Ore processed increased by 9 per cent from 3.23 million tonnes for the six months ended 30 June 2015 to 3.53 million tonnes for the six months ended 30 June 2016 mainly due to record plant throughput (835 tonnes per hour vs 791 tonnes per hour) after the completion of the plant optimisation project.

Net operating costs, including gold-in-process movements, decreased by 11 per cent from US$71 million for the six months ended 30 June 2015 to US$63 million for the six months ended 30 June 2016. The lower cost was mainly due to a US$6 million buildup of concentrate inventory for the six months ended 30 June 2016 compared with US$nil million for the six months ended 30 June 2015.

Operating profit was similar at US$85 million.

Capital expenditure decreased by 26 per cent from US$19 million to US$14 million. The six months ended 30 June 2015 included construction of the new fuel station and the new camp.

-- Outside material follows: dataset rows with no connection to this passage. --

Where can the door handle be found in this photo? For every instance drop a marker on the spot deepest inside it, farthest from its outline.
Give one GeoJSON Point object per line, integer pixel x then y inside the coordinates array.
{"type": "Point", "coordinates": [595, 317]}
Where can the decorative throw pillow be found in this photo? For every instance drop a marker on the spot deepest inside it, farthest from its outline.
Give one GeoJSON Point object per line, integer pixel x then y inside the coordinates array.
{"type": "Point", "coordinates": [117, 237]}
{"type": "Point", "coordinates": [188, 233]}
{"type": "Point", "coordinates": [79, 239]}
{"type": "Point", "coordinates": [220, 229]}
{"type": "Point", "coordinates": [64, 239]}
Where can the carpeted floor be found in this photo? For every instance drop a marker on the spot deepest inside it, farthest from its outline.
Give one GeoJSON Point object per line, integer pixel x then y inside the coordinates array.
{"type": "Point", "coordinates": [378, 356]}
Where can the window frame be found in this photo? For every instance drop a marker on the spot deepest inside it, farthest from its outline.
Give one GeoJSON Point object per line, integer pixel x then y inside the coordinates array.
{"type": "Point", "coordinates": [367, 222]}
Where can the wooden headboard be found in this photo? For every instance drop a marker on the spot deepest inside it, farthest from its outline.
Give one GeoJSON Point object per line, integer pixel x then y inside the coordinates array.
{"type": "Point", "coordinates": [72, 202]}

All-in sustaining costs and total all-in cost increased by 16 per cent from US$423 per ounce for the six months ended 30 June 2015 to US$489 per ounce for the six months ended 30 June 2016. This was mainly due to lower gold sold and lower by-product credits, partially offset by lower net operating costs and lower capital expenditure. All-in sustaining costs and total all-in costs per equivalent ounce increased by 9 per cent from US$666 per equivalent ounce to US$728 per equivalent ounce mainly due to the same reasons as above and lower equivalent ounces sold.